La discussion d’un conseil d’administration sur la technologie devrait suivre deux angles stratégiques : le premier est la surveillance, qui vise à garantir que l’entreprise dispose de systèmes technologiques sécurisés, ininterrompus, avec un bon rapport au niveau du coût et de l’efficacité, fonctionnant ainsi sans heurts. Le second est la manière dont l’entreprise peut utiliser la technologie pour acquérir un avantage concurrentiel.
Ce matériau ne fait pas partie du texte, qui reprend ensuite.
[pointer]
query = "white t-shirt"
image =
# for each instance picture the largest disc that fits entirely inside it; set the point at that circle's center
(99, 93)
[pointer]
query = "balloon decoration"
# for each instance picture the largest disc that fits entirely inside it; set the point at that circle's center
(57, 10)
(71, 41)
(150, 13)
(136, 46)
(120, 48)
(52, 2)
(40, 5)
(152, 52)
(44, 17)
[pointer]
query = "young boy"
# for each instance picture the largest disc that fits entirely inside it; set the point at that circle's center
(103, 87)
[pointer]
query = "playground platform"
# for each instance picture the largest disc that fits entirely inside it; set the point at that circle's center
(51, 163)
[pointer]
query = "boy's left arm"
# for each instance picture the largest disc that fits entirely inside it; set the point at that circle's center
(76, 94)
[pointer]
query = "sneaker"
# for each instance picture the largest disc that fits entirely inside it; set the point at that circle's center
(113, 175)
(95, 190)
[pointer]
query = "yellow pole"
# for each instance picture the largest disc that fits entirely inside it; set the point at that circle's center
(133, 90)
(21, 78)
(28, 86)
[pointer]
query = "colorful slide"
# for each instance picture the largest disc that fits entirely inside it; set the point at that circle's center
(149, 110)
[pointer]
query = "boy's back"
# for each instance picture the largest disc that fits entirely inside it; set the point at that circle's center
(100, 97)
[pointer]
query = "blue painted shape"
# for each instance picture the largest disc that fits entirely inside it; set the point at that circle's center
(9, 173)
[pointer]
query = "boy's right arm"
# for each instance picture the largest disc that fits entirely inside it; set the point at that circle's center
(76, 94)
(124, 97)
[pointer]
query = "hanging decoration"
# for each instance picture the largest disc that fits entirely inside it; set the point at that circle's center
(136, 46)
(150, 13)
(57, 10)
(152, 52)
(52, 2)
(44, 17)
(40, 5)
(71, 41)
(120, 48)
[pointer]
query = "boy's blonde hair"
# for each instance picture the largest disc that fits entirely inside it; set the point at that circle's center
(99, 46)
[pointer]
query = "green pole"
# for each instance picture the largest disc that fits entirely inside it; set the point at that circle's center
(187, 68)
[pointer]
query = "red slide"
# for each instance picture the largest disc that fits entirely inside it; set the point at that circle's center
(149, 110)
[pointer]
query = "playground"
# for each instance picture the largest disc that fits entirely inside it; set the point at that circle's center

À la MauBank, on s’appuie sur une technologie de pointe pour renforcer notre conformité, pour contrôler nos coûts et pour améliorer notre expérience client. La technologie est impérative à notre performance. Mais cela s’applique également à l’ensemble du secteur bancaire mauricien. Le fait d’avoir un directeur qui est un initié de la technologie peut aider une entreprise dans son parcours de transformation, mais il s’agit de bien plus que cela.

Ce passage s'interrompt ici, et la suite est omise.